Iraq acquiring drones from US to guard oil installations
BAGHDAD - Iraq is acquiring unmanned surveillance drones from the United States as part of efforts to boost bilateral relations and also to beef up security of its oil installations and energy fuel exports amid growing tensions in the region.
The US drones will help to protect the southern oilfield around Basra, which have become vulnerable after the withdrawal of the last American troops, U.S. and Iraqi officials said on Monday.
Protecting the vital oil infrastructure is important for Iraq, which holds the fourth largest oil reserves in the world.
"Iraq's navy has purchased U.S. drones to protect the country's oil platforms in the south, from where most of Iraq's oil is shipped," said an official from the Office of Security Cooperation in Iraq, reported Reuters.
The office, which operates out of the U.S. Embassy and manages U.S. military sales programmes in Iraq, confirmed the sale of drones but declined to share information about the model or number of drones that are part of the contract.
The sales of drones and other military equipment are viewed by the US as a means to nurture strategic ties with Baghdad after the departure of American troops from Iraq in December 2011.
Iraq has already said it is buying more than $15 billion worth of U.S. military hardware, including 36 F-16 fighter planes, M-1 tanks and armored personnel carriers, insisting the weapons are for defensive purposes.
"Iraq should have the ability to protect itself against outside aggression," said Ali al-Moussawi, an adviser to Prime Minister Nouri al-Maliki.
As a major oil producer, Iraq could balance Western worries about Iran's threats to cut off oil shipments to some European countries that import Iranian oil.
Iraqi and U.S. officials say Iraq has made remarkable progress in developing its energy industry since the 2003 U.S.-led invasion to overthrow the Saddam Hussein regime, suspected to have been engaged in developing nuclear arms.
Iraq has boosted oil production to 3 million barrels per day, up from about 2.5 million before the invasion.
The country's crude exports are forecast to reach 2.75 million bpd by the end of 2012, the world's biggest source of new oil supplies over the next few years.
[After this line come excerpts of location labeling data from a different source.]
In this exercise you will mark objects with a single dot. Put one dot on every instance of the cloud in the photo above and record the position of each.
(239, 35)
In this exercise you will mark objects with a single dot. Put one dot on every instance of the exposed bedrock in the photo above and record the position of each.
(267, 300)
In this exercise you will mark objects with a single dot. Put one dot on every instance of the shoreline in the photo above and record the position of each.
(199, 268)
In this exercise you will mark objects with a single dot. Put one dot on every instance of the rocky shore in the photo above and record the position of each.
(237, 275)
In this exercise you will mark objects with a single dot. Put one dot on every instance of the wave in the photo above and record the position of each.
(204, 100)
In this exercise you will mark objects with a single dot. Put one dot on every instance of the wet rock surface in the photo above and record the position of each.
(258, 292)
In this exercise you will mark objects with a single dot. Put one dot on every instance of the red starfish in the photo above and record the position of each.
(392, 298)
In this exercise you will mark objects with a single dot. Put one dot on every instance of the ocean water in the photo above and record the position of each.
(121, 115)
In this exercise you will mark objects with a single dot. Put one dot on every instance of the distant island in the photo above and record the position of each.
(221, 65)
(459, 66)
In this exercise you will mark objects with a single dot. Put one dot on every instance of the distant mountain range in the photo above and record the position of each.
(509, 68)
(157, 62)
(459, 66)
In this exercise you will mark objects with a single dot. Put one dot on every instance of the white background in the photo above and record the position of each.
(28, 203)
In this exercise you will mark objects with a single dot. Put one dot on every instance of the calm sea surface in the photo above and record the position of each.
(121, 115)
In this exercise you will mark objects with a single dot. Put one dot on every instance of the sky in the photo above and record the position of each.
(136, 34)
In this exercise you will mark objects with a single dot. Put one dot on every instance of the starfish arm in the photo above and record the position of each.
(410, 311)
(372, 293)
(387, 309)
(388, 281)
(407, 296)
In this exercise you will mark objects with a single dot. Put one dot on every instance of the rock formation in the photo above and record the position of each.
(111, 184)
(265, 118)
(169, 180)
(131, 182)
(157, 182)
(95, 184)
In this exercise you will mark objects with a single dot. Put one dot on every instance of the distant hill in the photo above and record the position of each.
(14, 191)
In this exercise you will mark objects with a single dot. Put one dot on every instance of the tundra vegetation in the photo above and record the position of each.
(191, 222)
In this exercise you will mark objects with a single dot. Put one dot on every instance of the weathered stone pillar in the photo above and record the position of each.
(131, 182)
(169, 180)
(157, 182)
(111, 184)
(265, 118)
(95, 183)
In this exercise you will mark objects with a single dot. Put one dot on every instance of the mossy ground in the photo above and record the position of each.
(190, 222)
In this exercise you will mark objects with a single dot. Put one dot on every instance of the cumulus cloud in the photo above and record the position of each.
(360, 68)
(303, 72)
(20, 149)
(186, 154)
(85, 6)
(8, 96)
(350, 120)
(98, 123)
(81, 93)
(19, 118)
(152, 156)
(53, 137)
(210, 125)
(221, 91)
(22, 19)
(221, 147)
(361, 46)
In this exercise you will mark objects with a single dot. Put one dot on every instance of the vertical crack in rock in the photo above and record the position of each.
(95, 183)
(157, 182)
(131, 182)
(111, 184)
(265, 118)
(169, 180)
In six years, Iraq expects to be producing 10 million barrels a day, according to Iraq's deputy prime minister for energy, Hussain al-Shahristani.
"We'd like Iraq to be considered as a dependable long-term supplier of world energy needs," al-Shahristani said.
"According to the energy police plans, we intend to use the drones by the end of this year," said Major General Hamid Ibrahim, head of the energy protection force, reports Reuters.
Ibrahim disclosed that the training exercise has already begun.